Well, after two weeks of nothing, I've decided to try again. Maybe after a break from school, I can start back and manage something somewhere near normal...maybe.

It's been two weeks now since I went to the emergency room and my ears still hurt like hell. I feel like my ear drums are gonna blow out. I wish they would, then maybe they'd stop hurting.

Bazy and Sassy are still goin at it on a regular basis with tiny Bazy kickin big ol Sassy's butt. I knew animals could be a bit dense sometimes, but Sassy's entering the realm of just plain f**kin stupid.

I have a regular head shrinker appointment now, but after three visits, I don't know if I really want to go anymore.

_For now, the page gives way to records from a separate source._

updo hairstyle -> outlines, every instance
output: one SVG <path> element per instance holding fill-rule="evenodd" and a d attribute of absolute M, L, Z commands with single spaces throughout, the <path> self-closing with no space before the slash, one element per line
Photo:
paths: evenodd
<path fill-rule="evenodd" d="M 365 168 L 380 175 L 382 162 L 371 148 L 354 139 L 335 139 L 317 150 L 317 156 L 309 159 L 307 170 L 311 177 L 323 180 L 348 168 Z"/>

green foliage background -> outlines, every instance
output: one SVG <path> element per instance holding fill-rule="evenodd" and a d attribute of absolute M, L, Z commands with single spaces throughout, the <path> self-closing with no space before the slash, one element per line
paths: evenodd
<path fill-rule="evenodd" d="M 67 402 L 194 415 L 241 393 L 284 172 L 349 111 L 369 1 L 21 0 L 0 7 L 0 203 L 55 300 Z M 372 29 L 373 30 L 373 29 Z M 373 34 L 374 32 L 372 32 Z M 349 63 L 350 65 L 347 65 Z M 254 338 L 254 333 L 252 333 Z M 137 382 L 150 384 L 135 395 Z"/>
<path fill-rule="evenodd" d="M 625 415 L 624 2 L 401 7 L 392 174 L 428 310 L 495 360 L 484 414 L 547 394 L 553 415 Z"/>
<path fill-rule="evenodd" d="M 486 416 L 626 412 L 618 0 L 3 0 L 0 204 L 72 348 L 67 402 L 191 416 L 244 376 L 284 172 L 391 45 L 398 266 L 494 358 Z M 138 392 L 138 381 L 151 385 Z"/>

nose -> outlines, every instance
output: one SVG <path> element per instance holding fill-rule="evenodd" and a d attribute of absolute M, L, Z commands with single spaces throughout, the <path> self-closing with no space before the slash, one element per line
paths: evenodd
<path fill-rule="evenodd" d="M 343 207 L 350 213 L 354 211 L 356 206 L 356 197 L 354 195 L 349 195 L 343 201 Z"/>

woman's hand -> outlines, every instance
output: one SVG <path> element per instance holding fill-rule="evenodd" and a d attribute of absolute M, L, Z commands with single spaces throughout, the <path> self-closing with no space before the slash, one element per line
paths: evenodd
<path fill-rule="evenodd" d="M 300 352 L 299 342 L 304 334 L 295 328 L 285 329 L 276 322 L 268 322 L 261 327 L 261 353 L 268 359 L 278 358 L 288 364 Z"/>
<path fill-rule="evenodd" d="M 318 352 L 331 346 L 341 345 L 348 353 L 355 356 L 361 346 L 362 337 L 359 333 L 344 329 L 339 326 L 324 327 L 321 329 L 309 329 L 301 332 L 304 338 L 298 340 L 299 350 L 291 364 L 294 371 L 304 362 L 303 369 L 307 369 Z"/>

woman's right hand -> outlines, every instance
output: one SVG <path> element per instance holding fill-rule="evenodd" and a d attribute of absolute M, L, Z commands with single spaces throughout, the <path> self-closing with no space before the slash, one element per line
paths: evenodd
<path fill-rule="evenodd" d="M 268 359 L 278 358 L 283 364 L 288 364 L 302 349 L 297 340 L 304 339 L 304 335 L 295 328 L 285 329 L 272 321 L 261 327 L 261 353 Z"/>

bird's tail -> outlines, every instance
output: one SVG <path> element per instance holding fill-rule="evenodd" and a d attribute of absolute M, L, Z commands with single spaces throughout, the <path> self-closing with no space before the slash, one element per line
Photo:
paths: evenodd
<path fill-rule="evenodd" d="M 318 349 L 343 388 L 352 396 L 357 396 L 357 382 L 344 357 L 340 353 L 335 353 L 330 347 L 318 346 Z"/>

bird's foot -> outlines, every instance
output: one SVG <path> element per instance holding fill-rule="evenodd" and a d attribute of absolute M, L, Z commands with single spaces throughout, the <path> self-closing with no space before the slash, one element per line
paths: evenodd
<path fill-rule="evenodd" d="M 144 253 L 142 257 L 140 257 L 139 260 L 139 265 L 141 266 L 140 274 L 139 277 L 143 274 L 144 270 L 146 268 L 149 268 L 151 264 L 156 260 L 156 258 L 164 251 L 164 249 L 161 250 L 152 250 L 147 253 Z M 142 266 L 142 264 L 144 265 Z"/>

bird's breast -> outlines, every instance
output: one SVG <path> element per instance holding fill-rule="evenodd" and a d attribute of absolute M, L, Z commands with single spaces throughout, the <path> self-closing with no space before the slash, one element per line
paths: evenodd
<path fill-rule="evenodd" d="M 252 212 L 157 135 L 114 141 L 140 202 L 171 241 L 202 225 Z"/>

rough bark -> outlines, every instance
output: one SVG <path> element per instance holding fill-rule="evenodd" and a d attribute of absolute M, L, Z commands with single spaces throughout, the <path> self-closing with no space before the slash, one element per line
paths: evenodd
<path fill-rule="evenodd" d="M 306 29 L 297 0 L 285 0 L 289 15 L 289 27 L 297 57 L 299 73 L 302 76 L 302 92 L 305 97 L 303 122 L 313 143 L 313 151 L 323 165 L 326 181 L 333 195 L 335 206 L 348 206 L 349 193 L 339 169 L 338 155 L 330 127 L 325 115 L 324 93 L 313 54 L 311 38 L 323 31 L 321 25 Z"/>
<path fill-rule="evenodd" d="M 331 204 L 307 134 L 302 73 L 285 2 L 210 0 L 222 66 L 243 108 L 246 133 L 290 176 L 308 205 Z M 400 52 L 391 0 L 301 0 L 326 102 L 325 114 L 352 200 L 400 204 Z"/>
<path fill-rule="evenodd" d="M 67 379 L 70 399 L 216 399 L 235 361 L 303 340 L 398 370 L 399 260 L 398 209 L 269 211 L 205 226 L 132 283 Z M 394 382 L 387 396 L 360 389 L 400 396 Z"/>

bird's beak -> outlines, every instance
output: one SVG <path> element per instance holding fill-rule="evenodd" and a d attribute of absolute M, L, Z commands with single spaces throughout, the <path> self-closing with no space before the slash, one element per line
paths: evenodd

The first two visits were ok, giving the usual sob story of my background, blah blah blah, but this last one sucked. I don't know what happened, what I said or did, how the planets were aligned or what it was, but everything I said was turned around and thrown back at me in the form of an attack. She threw my sense of humor at me, things my mom used to say and do, she acted like some simple little, worthless letter would fix things with my dad. Half of the stuff she brought up I didn't want to work on. I know what sarcasm supposedly means and I know my dad and I have a bit of a messed f relationship sometimes, but what father and daughter don't?

I promised my mom to give it another go and try to lay out for her what I want to work on, but I dunno if I can stand up for myself enough to even do that.

I think the major issue is part of what I wanted to work on in the first place, I dont trust anyone at all. Hell, most of the time I don't even trust myself. Then, to top ot all off I know that what ever say is going to be scrutinized and JUDGED. It makes me clam up even know. *sigh*

I don't know what to do anymore. I know I need help on bigger things, but I don't see why some of the little things have to be changed. Sure somethings will have to change to add up to the big picture, but why does she get to pick?

Oh well, back to my Ewan McGregor movies, I need comfort again.